A machine that can replicate the spin and swing of bowlers has been developed at a UK university.
Shane Warne shows how it is done on the cricket field
The robotic bowler has been created at Loughborough University as part of a virtual reality project to improve match training for cricket.
"Cricketers want to be able to face bowlers like Shane Warne," said project lead Dr Andy West.
"The machine is helping us to figure out the science of bowling and the mysteries of spin and swing," he added.
Dr West demonstrated the machine at a conference at Loughborough University organised by the Institute of Physics on Thursday.
The spin and swing is put on the ball by a combination of two spinning wheels and a barrel which uses rifling theory to add side-spin.
THE BOWLING MACHINE
1. The two wheels produce top spin, back spin and side spin
2. The "rifle" creates corkscrew spin through the grooves in the barrel
"That combination of rifling-style spin and the wheels applying top spin, back spin and side spin means you can apply any combination of spins that you want to," said research student Laura Justham.
She added: "The rifling is based on rifle theory - using grooves in the barrel of a gun - which applies corkscrew spin or side-spin as cricketers call it.
"It creates the off-break or leg-break delivery."
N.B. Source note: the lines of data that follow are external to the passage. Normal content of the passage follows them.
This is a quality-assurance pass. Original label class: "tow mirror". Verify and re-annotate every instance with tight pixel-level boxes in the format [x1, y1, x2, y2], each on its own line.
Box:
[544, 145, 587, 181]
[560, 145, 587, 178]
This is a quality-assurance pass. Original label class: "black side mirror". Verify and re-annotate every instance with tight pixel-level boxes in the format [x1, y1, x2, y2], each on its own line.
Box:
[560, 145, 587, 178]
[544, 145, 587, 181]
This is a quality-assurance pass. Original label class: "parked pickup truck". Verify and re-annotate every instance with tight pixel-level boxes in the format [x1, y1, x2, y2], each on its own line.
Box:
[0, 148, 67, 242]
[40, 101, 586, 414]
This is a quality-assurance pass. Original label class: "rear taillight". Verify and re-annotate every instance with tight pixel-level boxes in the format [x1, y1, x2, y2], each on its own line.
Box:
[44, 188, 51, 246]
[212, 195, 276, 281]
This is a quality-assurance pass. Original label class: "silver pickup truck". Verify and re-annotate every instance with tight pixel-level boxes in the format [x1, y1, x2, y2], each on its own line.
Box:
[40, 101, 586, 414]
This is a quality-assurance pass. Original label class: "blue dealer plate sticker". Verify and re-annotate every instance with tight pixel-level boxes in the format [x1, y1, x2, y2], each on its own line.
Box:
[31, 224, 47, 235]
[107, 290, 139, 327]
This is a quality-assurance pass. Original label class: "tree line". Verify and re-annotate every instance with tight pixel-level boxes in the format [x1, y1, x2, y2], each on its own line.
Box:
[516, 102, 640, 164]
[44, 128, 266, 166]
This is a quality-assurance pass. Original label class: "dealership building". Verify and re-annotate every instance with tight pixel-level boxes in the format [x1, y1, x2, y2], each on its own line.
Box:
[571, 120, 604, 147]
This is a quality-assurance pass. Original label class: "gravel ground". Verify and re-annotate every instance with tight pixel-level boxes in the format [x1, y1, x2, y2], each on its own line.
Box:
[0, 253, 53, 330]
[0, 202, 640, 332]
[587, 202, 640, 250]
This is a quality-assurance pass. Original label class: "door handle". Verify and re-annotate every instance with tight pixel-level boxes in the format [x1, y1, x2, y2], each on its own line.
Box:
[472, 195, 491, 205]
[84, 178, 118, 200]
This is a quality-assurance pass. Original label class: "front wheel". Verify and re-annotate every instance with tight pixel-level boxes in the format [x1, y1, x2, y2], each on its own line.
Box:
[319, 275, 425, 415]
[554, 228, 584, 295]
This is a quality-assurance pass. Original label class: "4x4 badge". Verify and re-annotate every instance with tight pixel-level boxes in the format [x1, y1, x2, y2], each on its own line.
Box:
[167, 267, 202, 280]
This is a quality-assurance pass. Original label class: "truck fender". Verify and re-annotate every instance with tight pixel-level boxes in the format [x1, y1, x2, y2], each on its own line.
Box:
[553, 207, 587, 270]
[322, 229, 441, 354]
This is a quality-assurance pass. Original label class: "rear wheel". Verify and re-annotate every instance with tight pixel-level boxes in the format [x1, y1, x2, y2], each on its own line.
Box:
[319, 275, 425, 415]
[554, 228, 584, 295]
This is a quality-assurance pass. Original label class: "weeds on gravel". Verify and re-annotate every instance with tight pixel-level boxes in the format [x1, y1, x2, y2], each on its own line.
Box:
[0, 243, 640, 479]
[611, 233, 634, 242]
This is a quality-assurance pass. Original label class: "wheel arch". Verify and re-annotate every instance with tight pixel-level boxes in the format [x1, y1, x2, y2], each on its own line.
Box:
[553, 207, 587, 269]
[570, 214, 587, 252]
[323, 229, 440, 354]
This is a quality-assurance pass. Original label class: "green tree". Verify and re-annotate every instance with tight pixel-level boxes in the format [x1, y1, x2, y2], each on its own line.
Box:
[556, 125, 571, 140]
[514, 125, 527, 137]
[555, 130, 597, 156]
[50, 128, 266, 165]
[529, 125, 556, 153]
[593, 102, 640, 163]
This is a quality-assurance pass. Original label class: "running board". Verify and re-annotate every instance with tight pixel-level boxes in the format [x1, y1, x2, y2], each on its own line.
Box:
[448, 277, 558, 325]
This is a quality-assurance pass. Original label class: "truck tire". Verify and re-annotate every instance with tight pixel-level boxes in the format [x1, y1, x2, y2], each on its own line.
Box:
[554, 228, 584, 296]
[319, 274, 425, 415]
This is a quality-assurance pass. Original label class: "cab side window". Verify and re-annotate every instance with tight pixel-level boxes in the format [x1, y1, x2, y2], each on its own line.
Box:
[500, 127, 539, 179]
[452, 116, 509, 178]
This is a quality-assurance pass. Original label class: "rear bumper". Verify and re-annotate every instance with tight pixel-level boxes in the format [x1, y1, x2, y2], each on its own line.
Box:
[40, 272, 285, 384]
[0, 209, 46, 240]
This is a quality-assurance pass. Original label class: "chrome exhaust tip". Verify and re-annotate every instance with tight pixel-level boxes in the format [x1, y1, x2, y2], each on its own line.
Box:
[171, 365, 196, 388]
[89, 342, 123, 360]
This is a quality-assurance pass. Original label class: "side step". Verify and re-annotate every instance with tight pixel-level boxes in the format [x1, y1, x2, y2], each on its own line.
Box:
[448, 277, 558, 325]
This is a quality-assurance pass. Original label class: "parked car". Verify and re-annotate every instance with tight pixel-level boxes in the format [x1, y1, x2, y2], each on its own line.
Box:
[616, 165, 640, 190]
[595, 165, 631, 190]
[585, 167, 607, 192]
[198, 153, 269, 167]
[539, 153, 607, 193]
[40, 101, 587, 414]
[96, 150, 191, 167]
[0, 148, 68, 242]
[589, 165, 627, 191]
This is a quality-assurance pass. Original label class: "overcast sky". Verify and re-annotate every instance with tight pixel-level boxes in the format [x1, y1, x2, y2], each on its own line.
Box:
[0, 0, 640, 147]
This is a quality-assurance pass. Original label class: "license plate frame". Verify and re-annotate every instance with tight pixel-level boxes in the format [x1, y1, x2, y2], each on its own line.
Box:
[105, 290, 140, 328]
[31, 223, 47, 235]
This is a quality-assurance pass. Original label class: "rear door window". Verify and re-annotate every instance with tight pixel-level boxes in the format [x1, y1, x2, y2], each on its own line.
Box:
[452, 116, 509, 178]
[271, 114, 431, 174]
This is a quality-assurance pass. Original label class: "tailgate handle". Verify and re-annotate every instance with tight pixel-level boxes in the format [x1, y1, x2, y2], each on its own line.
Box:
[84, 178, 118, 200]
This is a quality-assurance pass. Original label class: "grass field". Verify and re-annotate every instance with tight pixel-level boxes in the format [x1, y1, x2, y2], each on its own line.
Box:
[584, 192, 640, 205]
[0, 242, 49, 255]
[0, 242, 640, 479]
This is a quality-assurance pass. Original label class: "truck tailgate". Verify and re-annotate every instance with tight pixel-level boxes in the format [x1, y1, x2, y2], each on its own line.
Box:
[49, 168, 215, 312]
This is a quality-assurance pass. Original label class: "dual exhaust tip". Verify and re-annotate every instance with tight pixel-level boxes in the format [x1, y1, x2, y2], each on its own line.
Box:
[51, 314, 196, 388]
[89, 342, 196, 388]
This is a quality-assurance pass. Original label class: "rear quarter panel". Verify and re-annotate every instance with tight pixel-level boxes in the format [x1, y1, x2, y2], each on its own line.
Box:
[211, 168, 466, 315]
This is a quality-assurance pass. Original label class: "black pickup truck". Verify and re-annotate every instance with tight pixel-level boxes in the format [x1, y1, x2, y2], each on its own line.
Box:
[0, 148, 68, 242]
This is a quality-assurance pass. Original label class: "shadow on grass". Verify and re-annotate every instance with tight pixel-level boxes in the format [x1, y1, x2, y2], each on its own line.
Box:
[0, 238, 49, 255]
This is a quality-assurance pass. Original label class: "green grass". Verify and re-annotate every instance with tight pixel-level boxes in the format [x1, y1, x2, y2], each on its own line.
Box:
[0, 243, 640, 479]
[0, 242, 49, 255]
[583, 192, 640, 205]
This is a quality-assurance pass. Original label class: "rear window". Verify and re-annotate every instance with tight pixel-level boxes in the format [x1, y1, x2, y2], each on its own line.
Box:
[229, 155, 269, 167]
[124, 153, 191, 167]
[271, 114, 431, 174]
The machine can also produce swing and reverse swing, mimicking fast bowlers like Glenn McGrath.
"The machine can even replicate Shane Warne's famous 'ball of the century'," said Dr West.
In 1993 Shane Warne's delivery to England batsman Mike Gatting left him bamboozled when the delivery seemed to be heading a foot wide of the leg stump, suddenly turned and clipped Gatting's off-stump.
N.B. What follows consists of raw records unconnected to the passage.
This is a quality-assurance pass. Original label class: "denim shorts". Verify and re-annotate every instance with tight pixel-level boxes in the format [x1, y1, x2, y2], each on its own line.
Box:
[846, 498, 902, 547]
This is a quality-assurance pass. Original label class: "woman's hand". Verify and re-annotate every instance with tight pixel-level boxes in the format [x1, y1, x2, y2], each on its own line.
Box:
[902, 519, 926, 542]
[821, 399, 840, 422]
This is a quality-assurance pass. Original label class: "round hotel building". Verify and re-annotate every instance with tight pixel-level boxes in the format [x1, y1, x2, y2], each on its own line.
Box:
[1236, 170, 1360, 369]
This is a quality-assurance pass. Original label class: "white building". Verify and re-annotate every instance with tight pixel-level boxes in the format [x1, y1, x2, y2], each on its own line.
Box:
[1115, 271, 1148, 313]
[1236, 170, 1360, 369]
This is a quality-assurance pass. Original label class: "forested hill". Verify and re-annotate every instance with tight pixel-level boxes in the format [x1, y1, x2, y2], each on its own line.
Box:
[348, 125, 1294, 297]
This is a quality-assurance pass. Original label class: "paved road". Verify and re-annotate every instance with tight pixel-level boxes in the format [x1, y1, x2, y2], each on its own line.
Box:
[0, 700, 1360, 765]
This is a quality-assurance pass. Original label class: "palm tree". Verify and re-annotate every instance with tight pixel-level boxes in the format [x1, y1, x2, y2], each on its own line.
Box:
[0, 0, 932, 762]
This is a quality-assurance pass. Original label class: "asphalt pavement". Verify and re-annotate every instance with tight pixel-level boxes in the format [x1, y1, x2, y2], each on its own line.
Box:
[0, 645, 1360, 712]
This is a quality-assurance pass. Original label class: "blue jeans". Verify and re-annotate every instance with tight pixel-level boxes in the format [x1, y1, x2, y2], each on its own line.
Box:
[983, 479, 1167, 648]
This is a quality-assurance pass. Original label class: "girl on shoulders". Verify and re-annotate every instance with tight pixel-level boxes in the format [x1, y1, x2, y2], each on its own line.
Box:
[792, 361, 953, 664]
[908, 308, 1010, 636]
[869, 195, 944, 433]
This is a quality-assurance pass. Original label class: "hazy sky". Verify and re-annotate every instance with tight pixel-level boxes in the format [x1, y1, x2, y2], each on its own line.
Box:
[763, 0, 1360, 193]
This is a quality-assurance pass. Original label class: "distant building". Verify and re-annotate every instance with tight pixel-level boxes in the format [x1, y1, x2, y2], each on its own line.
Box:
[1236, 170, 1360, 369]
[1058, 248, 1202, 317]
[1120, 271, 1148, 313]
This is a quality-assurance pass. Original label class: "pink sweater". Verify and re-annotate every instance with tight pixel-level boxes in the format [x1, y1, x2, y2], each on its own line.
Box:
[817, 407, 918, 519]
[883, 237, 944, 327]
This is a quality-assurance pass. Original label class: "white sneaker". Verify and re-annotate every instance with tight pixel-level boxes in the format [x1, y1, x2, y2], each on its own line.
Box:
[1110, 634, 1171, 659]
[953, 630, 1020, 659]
It is one of the most famous deliveries in the history of cricket.
Dr West said the machine was designed to incorporate all the things that real players use such as the orientation of the seam on the ball and the speed at which it is released.
The machine is still in development stages
The trajectory of the ball to the batsman is dependent on how the air next to the ball - the boundary air - moves around it and how it separates or moves away from it.
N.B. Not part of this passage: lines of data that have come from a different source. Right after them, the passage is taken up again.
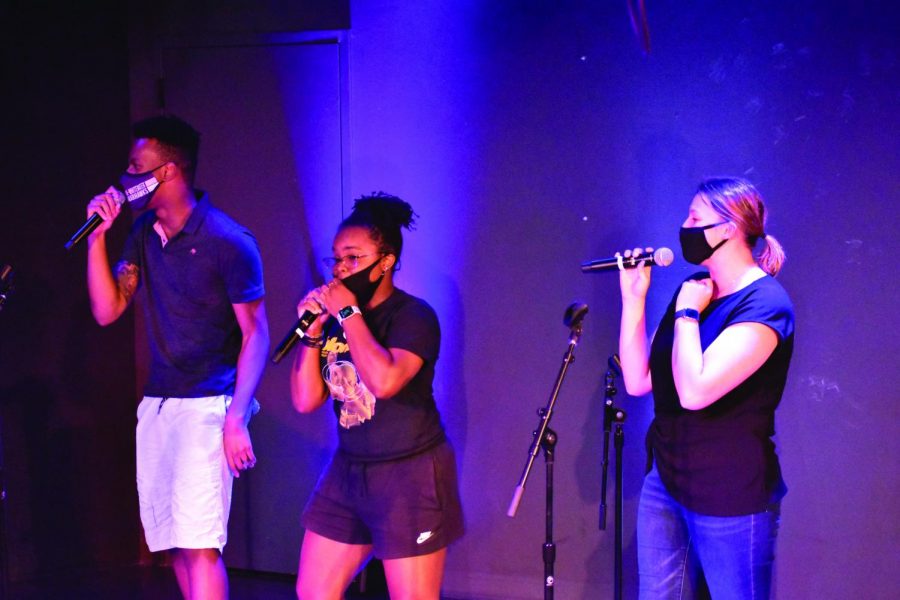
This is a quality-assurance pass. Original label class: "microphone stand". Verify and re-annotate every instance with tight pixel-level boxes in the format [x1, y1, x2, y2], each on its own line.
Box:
[0, 265, 13, 600]
[506, 303, 587, 600]
[599, 354, 625, 600]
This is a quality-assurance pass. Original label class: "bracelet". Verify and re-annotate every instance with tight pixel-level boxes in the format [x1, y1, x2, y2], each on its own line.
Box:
[300, 335, 325, 348]
[675, 308, 700, 323]
[337, 304, 362, 325]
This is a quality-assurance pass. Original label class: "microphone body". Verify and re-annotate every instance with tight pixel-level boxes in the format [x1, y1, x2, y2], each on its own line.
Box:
[66, 196, 125, 250]
[272, 310, 319, 365]
[581, 248, 675, 273]
[66, 213, 103, 250]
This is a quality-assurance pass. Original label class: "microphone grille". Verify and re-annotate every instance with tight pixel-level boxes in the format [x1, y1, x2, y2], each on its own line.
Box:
[653, 248, 675, 267]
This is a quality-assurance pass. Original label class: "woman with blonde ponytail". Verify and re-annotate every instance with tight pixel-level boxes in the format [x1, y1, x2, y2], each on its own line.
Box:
[619, 178, 794, 600]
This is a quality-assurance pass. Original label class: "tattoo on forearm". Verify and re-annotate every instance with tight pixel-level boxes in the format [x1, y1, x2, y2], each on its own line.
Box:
[116, 261, 140, 302]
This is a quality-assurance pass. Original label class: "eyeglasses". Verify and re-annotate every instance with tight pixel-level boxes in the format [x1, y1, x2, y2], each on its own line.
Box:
[322, 252, 384, 271]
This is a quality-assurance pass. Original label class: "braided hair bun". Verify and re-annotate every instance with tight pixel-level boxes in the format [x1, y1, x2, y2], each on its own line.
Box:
[338, 192, 418, 258]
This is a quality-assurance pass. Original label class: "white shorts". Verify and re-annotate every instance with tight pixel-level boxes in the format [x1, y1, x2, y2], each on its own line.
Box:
[137, 396, 259, 552]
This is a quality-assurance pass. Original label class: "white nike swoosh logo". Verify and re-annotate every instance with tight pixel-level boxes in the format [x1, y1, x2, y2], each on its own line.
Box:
[416, 531, 434, 544]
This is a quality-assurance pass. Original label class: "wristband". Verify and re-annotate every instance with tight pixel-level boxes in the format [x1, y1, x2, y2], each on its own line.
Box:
[338, 305, 362, 325]
[675, 308, 700, 323]
[300, 335, 325, 348]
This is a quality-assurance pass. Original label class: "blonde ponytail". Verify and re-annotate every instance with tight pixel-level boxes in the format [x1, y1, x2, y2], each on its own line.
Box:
[757, 234, 785, 277]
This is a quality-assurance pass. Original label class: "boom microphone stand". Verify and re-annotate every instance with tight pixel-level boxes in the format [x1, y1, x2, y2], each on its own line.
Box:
[599, 354, 625, 600]
[506, 302, 587, 600]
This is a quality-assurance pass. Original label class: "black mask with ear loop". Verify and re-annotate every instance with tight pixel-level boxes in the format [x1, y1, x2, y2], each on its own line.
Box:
[678, 221, 728, 265]
[341, 256, 385, 308]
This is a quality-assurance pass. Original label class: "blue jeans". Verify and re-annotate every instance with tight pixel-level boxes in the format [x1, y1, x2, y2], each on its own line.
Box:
[637, 465, 780, 600]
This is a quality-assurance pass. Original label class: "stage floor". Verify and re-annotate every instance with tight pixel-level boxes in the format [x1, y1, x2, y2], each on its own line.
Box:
[0, 567, 387, 600]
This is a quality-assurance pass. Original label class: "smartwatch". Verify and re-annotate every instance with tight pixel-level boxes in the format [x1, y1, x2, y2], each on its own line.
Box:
[338, 305, 360, 325]
[675, 308, 700, 323]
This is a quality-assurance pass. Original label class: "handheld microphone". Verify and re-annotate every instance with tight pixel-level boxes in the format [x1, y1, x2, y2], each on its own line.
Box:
[272, 310, 319, 365]
[66, 195, 125, 250]
[581, 248, 675, 273]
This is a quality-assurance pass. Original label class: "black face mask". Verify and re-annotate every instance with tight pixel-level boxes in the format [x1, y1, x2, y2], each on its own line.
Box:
[341, 259, 384, 308]
[119, 163, 166, 210]
[678, 221, 728, 265]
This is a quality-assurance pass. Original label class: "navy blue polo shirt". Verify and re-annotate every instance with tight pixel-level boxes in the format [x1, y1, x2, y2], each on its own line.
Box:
[647, 273, 794, 517]
[122, 191, 265, 398]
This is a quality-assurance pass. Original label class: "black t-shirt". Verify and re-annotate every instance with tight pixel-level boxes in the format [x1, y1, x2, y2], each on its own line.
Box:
[647, 273, 794, 516]
[320, 289, 444, 461]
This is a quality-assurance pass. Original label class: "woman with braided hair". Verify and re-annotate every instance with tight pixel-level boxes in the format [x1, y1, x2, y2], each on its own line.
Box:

There are two different types of air flow - laminar, which is smooth, and turbulent, which is rough.
The seam on a cricket ball "trips" the air flow into turbulence, causing rough air flow on one side and smooth on the other.
This uneven air flow creates sideways drift and the result, combined with the angle of the seam when it is released, the speed of the ball and the air conditions, is swing and reverse swing.
"There is still so much more we can do with the machine," said Dr West, who has been working on the project for two years.
The project plans to integrate video into the training system
The plan is now to utilise the machine as part of a virtual reality training system.
The researchers aim to incorporate a visual element so that batsmen can see a projection of bowlers ahead of the machine firing out a ball.
"Current bowling machines don't have any spatial or temporal information," said Ms Justham.
"You get a person putting a ball in the machine and that's it. They are fantastic for training batsmen but they are not very good for match preparation.
"This machine will have a visual element which will provide those cues so the batsmen can train effectively."